Telum Talks To… Martin Vengadesan, Associate Editor at Malaysiakini
Author of three published books, Martin Vengadesan is an Associate Editor at Malaysiakini. He worked as a Music and Features Journalist from 1996 to 2010 and had recently launched a book titled ‘101 Albums You Need To Hear Before I Die’.
How did your transition from being a music Journalist to a political News Editor happen? What challenges did you face during this transition?
The environment was very different when I began work as a Cadet Reporter back in 1996. Firstly, niche magazines were very popular and things like Wikipedia, social media and digital music didn't exist.
I became a Journalist covering music by chance, after struggling as a full-time musician. I was fortunate enough to be given a chance at The Star to turn my passion for music and trivia into the base for a journalism career.
As time went on, however, the industry changed, and I had to evolve too. The critical transition happened in 2010 when I went from doing print features to running content for The Star’s iPad app. Suddenly I had to call on my interest in politics and history and learn new skills.
I think learning new technology is probably the biggest challenge of switching to news. But you have to adapt or be left behind. I also had some baptisms of fire manning the main site for Star Online for the 2013 and 2018 elections.
In fact, the very first week that I was the senior person helming Star Online (boss was out of the country), was the week that MH370 disappeared!
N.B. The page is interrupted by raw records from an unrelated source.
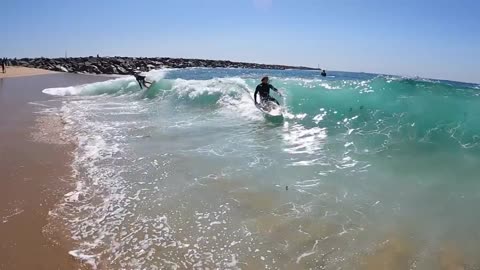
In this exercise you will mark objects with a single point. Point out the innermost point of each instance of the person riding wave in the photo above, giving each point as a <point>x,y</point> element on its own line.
<point>141,79</point>
<point>264,90</point>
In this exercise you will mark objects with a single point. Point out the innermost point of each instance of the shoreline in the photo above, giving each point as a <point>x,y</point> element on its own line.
<point>16,71</point>
<point>127,65</point>
<point>35,173</point>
So you have to learn fast.
Can you walk us through your process of developing interview questions for musicians? How did you determine which information to include and which to leave out previously?
You need to do background work on their music discography as well as read up on past articles. It helps to be very familiar with their work.
Very early on in my career I annoyed Phil Collins by asking a difficult question at the beginning of an interview and I learnt that you have to save that for the end or the whole interview won’t go well!
What qualities do you believe are essential for a music journalist to possess in order to be successful?
A passion for music and writing. Always be open-minded about different genres and eras of music. I do have an interest from Baroque to heavy metal, classic jazz to psychedelic rock. Although am not really fond of boybands, country and hip-hop.
With the launch of your new book '101 Albums You Need To Hear Before I Die', what impact do you hope to make in the music industry, and what message do you want to convey to readers?
Well things have really changed, and it’s a fast-paced world. When I was growing up we listened to songs multiple times to learn the words, kept scrapbooks of articles and saved our pocket money to buy the cassettes. It’s not the same any more, but I still believe the passion for music lies in the hearts of most of us.
What is the current state of music journalism in Malaysia, and how do you predict it will evolve in the future given its relatively niche in the market?
Again, things have changed. In an earlier era, Malaysia was a more popular concert destination and people were spending much more on original music.
Now there is a decline in the number of people who specialise in arts / entertainment journalism, but it doesn’t mean that the interest is gone. We have to find ways to keep reaching out and supporting creative fields by encouraging new generations of artists, musicians and journalists.
What's your most memorable interview so far?
Whew, that’s quite a question! Carlos Santana, Ian Anderson of Jethro Tull and Steve Harris of Iron Maiden are three that come to mind. Santana spoke in such a surreal way and I won’t forget hanging out of a minibus within minutes of the interview ending.
Non-music-related highlights include Imran Khan and Karpal Singh who also went through an earlier book of mine called Malaysian Murders & Mysteries. And also the former Communist leader Chin Peng, but he was elderly and kept falling asleep when I met him in 2009!